Yesterday, May 28, Memorial Day and a Full Moon I completed my first willing fast. I say willing because there were times in the past that I was too sick to eat. It was only a 24 hour fast as opposed to the 36 hour fast that I had originally planned, but I think it was a sufficient start. I did this for several reasons. First, everyone is talking about intermittent fasting and I was curious whether this was a legitimate thing or if it was instead a polite way of saying anorexia. Second, Matthew 6:16 contains a verse in translation that begins “When you fast, do no look somber as the hypocrites do….” In Greek it is transliterated as “H’otan de nesteuete…” that and I suppose you must take my word for it means the same as the NIV translation I cited above. This is of course the famous “Amen I say unto you passage” that the priests recite on Lent as they yell at you for not coming to Mass all year and then using Lent as your pre-bikini-weather diet. All this aside, many have pointed out that the passage is not a conditional. Meaning not “if you fast” but “when you fast” as though it is something that Jesus assumed we would all do.
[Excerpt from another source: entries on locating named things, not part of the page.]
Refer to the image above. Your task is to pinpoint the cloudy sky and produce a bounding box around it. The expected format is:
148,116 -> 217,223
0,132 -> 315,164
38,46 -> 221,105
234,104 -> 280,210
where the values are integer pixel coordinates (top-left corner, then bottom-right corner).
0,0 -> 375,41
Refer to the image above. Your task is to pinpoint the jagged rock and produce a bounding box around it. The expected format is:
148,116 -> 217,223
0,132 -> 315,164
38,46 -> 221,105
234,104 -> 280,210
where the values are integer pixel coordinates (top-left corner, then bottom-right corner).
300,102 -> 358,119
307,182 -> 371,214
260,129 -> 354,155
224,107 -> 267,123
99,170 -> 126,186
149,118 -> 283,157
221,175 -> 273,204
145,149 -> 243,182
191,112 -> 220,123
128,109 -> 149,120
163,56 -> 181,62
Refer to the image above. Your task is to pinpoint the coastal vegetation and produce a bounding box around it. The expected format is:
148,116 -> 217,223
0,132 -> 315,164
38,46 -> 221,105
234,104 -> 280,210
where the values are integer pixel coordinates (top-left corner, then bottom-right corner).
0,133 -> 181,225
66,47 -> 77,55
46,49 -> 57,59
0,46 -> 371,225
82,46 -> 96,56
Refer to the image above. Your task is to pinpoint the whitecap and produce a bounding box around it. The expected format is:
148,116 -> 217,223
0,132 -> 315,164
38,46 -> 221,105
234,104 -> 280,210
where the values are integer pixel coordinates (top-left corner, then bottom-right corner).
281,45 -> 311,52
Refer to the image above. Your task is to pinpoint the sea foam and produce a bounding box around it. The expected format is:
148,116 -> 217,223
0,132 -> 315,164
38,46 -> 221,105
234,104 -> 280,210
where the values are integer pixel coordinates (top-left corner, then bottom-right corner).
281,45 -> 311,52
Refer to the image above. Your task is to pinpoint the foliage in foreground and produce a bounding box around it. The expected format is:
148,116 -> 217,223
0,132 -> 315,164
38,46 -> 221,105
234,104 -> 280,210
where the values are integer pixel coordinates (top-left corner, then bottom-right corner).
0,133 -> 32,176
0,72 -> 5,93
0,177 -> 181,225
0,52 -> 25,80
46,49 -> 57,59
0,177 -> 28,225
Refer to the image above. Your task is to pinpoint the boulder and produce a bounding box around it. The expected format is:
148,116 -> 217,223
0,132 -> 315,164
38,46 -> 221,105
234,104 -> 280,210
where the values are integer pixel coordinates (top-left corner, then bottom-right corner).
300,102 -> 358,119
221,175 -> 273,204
So, with these two things in mind, I embarked on my first fast. I learned several things that surprised me a little that I consider worth investigating further in the future. First, I was not hungry as I thought I would be hungry. My stomach did not hurt and I did not think of food as I normally think of food as I wait for breakfast or lunch. That is, I am usually impatient and think that I may die if the waiter or the toaster oven takes a moment longer. No, in fact, after about 3 P.M. the idea of hunger did not even occur to me. Second, what I did feel by 3 P.M. until I ate at 6 P.M. was uncomfortable. I was aware of an unsatisfied desire within my body and it made me very anxious. The best analogy I can make is if you have ever tried to quit some habit. For me, drinking is the perfect analogy. The desire I felt at not eating is like the desire I would feel at a certain moment of the day after I quit drinking that would tell me that I want to drink. Cigarettes are another good analogy if you have ever been a smoker and then quit – that desire for a cigarette at a certain time (e.g. after a cup of coffee, after a glass of wine, etc.). You cannot isolate the desire to your stomach or your mouth because the desire is wholly physical – that is, your whole body wants it. And for anyone who has battled with a desire, it is rather agonizing and a bit like a war within.
Third, food is not a need, it is a desire. This is likely to be a controversial statement because someone will say that without food you will die but without alcohol you will live longer. That is, one is essential to life but the other is not. I disagree. One is essential to prolonging life but with our without it one’s body ends up in the same place eventually – dead. So, why do we eat? Because it feels good.
Fourth, I note the desire is still there. Still lurking within my body. All our little desires are really parts of what is perhaps our greatest desire – this life. They prop up our reality – call it Mara, call it the Matrix, it doesn’t matter because at the end of the day our physical reality is nothing more than the movement of electrons. It seems to me without that desire for food or something else the illusion of life will fade and once the desires fade and all the accompanying evils associated with a loss of desire – fear, pain, etc. one will be left in a special place where all the rules around us that are limited by physics and the consequences of inhabiting a physical space – our bodies – will be taken away. Or maybe I’m just tired from my fast.